Professor Marcus Du Sautoy at Indian Institute of Science (IISc) in Bangalore on Monday. Photo: K. Murali Kumar

Professor Marcus Du Sautoy at Indian Institute of Science (IISc) in Bangalore on Monday. Photo: K. Murali Kumar  

Why did Beckham choose the number-23 shirt? How is 17 the key to the evolutionary survival of a strange species of cicada? The answers could be found in the world of prime numbers, “the atoms of arithmetic,” believes Marcus du Sautoy, Professor of Mathematics at the University of Oxford.

But while prime numbers (indivisible numbers such as Beckham's 23) may be the fundamental building blocks of arithmetic, they remain the “most tantalising enigmas in the pursuit of human knowledge” and seem scattered randomly through the universe of numbers in no apparent pattern, he explained in his lecture “The Music of the Primes” on Monday.

Finding the “biggest prime” has been the mathematician's obsession for over 2,000 years, said Professor du Sautoy, who admittedly “only ever uses prime number buses” and has tried three times to get a prime number for his London phone (there is a one in 15 probability of a prime eight-digit number).
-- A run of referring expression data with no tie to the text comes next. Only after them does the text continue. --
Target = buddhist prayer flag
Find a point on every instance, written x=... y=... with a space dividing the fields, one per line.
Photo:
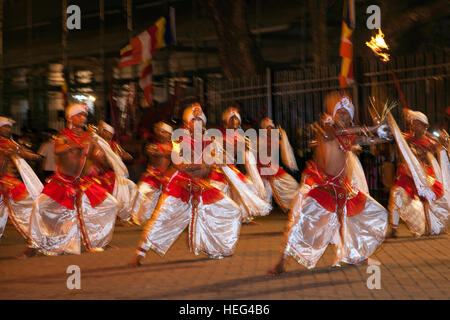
x=145 y=81
x=143 y=47
x=346 y=50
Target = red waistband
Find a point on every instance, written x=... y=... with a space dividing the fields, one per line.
x=66 y=189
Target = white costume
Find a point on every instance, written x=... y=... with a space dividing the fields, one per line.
x=331 y=209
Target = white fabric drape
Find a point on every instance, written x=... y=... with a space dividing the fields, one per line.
x=287 y=154
x=417 y=172
x=32 y=183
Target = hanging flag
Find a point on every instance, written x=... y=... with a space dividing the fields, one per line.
x=137 y=51
x=346 y=50
x=145 y=81
x=141 y=48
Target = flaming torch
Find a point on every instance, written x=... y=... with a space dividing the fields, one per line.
x=377 y=44
x=380 y=48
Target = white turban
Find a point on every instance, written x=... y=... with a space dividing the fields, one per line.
x=416 y=115
x=164 y=127
x=75 y=109
x=346 y=104
x=107 y=127
x=6 y=121
x=229 y=113
x=194 y=111
x=266 y=122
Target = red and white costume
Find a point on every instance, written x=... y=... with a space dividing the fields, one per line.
x=419 y=178
x=277 y=182
x=331 y=209
x=233 y=182
x=149 y=190
x=213 y=218
x=123 y=189
x=73 y=209
x=16 y=197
The largest prime, discovered not too long ago by the Great Internet Mersenne Prime Search has 13 million digits.

“Irregular heart beats”

Prime numbers are like “irregular heart beats,” getting more unpredictable and rarer as they get bigger, he said. He took his small, but riveted, audience through the history of the quest for a pattern in primes — from Euclid (350 to 350 BC) who said there were “infinite many primes” to Carl Friedrich Gauss (1777-1855) whose obsession it was to find patterns in them, and finally Georg Friedrich Bernard Riemann (1826-1866) who discovered “music” and hidden harmonics behind the primes.

Primes are not just “beautiful numbers” they are today integral to governments, to e-commerce and to security agencies. “They are the ultimate tool to understand the past and predict the future,” he said.

Professor du Sautoy was awarded the Royal Society's Faraday Prize in 2009, U.K.'s premier award for excellence in communicating science and earlier listed as one of the “100 most influential people under 40” in Britain.

The talk was part of the lecture series organised by the U.K. Science and Innovation Network and the Indian Institute of Science.